Despite the ministry's declared intentions, Miles-Paul believes that on some points the law actually makes people less independent. "Disabled people have a right to their own assistant - people with disabilities fought very hard for this - now the law gives the chance for local authorities to say: okay, you have to share your personal assistant with your neighbor or someone in your neighborhood," he said. "It often happens like this in group homes: that many disabled people have to go to the same restaurant, movie or theater together."
Equally, under the new law disabled people who do voluntary work have to show that friends and neighbors can't help them before they are entitled to benefits.

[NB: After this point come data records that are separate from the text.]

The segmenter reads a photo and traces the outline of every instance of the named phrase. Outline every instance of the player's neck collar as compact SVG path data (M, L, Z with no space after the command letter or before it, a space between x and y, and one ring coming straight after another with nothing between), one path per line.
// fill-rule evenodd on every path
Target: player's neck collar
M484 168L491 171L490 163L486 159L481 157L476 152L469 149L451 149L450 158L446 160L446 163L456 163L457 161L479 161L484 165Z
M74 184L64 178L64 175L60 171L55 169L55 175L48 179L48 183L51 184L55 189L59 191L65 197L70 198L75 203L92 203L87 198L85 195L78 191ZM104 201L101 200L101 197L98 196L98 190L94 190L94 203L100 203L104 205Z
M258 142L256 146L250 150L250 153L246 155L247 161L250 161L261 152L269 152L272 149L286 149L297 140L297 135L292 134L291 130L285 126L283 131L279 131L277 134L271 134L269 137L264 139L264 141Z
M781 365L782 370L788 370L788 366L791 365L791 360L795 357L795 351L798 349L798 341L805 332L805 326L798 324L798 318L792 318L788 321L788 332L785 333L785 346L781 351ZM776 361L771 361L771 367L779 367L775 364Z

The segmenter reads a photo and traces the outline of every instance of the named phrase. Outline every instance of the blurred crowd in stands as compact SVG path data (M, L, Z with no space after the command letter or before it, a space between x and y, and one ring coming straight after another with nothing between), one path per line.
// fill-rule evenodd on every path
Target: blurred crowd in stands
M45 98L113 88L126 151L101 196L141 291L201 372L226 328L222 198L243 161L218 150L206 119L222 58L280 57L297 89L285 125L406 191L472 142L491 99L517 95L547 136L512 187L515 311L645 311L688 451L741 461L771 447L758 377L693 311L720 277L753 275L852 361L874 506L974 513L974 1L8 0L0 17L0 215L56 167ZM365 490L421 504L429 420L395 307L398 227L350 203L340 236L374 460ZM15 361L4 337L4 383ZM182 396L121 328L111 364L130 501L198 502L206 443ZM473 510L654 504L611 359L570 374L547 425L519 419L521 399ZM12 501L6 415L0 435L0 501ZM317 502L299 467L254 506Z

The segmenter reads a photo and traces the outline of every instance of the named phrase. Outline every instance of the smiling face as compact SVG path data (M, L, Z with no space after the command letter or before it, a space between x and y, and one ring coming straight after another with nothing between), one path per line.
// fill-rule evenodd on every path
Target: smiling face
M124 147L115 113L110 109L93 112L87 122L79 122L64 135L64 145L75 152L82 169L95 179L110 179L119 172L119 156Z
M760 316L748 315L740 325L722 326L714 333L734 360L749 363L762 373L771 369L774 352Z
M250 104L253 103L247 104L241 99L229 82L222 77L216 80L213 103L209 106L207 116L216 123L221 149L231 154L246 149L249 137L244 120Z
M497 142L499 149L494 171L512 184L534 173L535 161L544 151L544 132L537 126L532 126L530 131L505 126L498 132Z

Though Miles-Paul admitted that the new law did contain some important improvements - better counseling centers offering advice on rights and how to get into the labor market - he said these measures did not go far enough.
Germany has a fairly good reputation among European countries for the participation of those with disabilities in society - its access regulations, for instance, are fairly advanced. But as Miles-Paul explained, Sweden has been more successful in getting rid of big institutions - disabled people are much more likely to live in their own homes or smaller shared apartments.
"Germany is dominated by this old way of thinking in institutions," he said. "If you go to an administration, they say: this is a problem - oh, we have this institution and the problem is solved. It's much harder to find ways for people to live independently in the community."